Unpublished Disposition
NOTICE: Sixth Circuit Rule 24(c) states that citation of unpublished dispositions is disfavored except for establishing res judicata, estoppel, or the law of the case and requires service of copies of cited unpublished dispositions of the Sixth Circuit.
Alvin E. WAKEFIELD, Plaintiff-Appellant,
v.
David L. BAKER, Warden, David Morris, Joseph McNeil, Connie
Jones, Blaney, Capt., Art Bishop, Lt., Purtee,
Sgt., Tillett, Officer, J.C. Jordan,
Defendants-Appellees.

No. 90-3370.

United States Court of Appeals, Sixth Circuit.

Feb. 1, 1991.

Before KEITH and KRUPANSKY, Circuit Judges, and WELLFORD, Senior Circuit Judge.

ORDER

1

This pro se Ohio prisoner appeals the district court's judgment dismissing his civil rights complaint filed under 42 U.S.C. Sec. 1983. He requests the appointment of counsel on appeal.
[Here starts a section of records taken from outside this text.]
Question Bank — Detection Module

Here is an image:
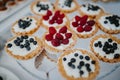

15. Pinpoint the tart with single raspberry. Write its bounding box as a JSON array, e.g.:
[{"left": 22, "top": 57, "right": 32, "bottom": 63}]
[
  {"left": 90, "top": 34, "right": 120, "bottom": 63},
  {"left": 31, "top": 0, "right": 54, "bottom": 16},
  {"left": 70, "top": 15, "right": 98, "bottom": 38},
  {"left": 11, "top": 16, "right": 40, "bottom": 35},
  {"left": 58, "top": 49, "right": 100, "bottom": 80},
  {"left": 43, "top": 26, "right": 77, "bottom": 54},
  {"left": 96, "top": 14, "right": 120, "bottom": 34},
  {"left": 55, "top": 0, "right": 78, "bottom": 13},
  {"left": 42, "top": 10, "right": 69, "bottom": 29},
  {"left": 5, "top": 35, "right": 43, "bottom": 60},
  {"left": 79, "top": 3, "right": 105, "bottom": 17}
]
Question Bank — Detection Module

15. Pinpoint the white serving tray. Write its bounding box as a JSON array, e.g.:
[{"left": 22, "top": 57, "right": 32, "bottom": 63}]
[{"left": 0, "top": 0, "right": 120, "bottom": 80}]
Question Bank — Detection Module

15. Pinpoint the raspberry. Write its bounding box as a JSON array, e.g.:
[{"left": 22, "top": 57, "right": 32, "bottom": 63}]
[
  {"left": 84, "top": 25, "right": 92, "bottom": 32},
  {"left": 49, "top": 27, "right": 57, "bottom": 35},
  {"left": 75, "top": 16, "right": 81, "bottom": 21},
  {"left": 55, "top": 11, "right": 60, "bottom": 16},
  {"left": 65, "top": 33, "right": 72, "bottom": 39},
  {"left": 56, "top": 19, "right": 63, "bottom": 24},
  {"left": 59, "top": 26, "right": 67, "bottom": 33},
  {"left": 51, "top": 39, "right": 60, "bottom": 47},
  {"left": 45, "top": 34, "right": 53, "bottom": 41},
  {"left": 59, "top": 14, "right": 65, "bottom": 19},
  {"left": 43, "top": 15, "right": 49, "bottom": 20},
  {"left": 80, "top": 15, "right": 88, "bottom": 26},
  {"left": 72, "top": 22, "right": 78, "bottom": 27},
  {"left": 47, "top": 10, "right": 52, "bottom": 16},
  {"left": 61, "top": 39, "right": 69, "bottom": 44},
  {"left": 77, "top": 26, "right": 84, "bottom": 32},
  {"left": 55, "top": 33, "right": 63, "bottom": 40},
  {"left": 49, "top": 20, "right": 54, "bottom": 24},
  {"left": 87, "top": 20, "right": 95, "bottom": 26}
]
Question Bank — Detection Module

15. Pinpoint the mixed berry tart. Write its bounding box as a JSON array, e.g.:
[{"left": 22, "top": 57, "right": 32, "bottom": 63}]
[
  {"left": 5, "top": 35, "right": 43, "bottom": 60},
  {"left": 79, "top": 3, "right": 104, "bottom": 17},
  {"left": 43, "top": 26, "right": 77, "bottom": 60},
  {"left": 11, "top": 16, "right": 40, "bottom": 35},
  {"left": 55, "top": 0, "right": 78, "bottom": 13},
  {"left": 97, "top": 14, "right": 120, "bottom": 34},
  {"left": 70, "top": 15, "right": 98, "bottom": 38},
  {"left": 90, "top": 34, "right": 120, "bottom": 63},
  {"left": 42, "top": 10, "right": 69, "bottom": 29},
  {"left": 58, "top": 49, "right": 99, "bottom": 80},
  {"left": 31, "top": 0, "right": 54, "bottom": 16},
  {"left": 35, "top": 50, "right": 56, "bottom": 73}
]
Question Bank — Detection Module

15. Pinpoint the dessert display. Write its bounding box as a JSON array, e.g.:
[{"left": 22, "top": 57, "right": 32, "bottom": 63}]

The appeal has been referred to a panel of the court pursuant to Rule 9(a), Rules of the Sixth Circuit. The panel unanimously agrees that oral argument is not necessary. Fed.R.App.P. 34(a).

2

Alvin E. Wakefield sought declaratory, injunctive and monetary relief against each of nine defendants sued in their individual and official capacities. Wakefield alleged that defendants, the warden and other staff members at the Orient Correctional Institution, discriminated against him based on his religious beliefs as an Indian. Wakefield maintained that the alleged discrimination is retaliatory because he is permitted to wear long hair.

3

Upon review, we conclude that summary judgment was proper because there exists no genuine issue of material fact and defendants are entitled to judgment as a matter of law. See Fed.R.Civ.P. 56(c); Celotex Corp. v. Catrett, 477 U.S. 317 (1986).

4

We affirm essentially based upon the opinion of the district court. Although defendants did not challenge Wakefield's factual allegations, they are still entitled to judgment as a matter of law because the allegations of wrongdoing do not rise to the level of constitutional violations. Moreover, Wakefield has not identified any conduct which infringed on his religious beliefs. Cf. Pollock v. Marshall, 845 F.2d 656, 658-59 (6th Cir.), cert. denied, 488 U.S. 987 (1988). Similarly, the alleged wrongful acts do not constitute the egregious abuse of governmental power necessary to establish a claim of retaliation against him for the exercise of his first amendment rights. See Cale v. Johnson, 861 F.2d 943, 950 (6th Cir.1988).

5

Accordingly, the district court's judgment is hereby affirmed. Rule 9(b)(5), Rules of the Sixth Circuit.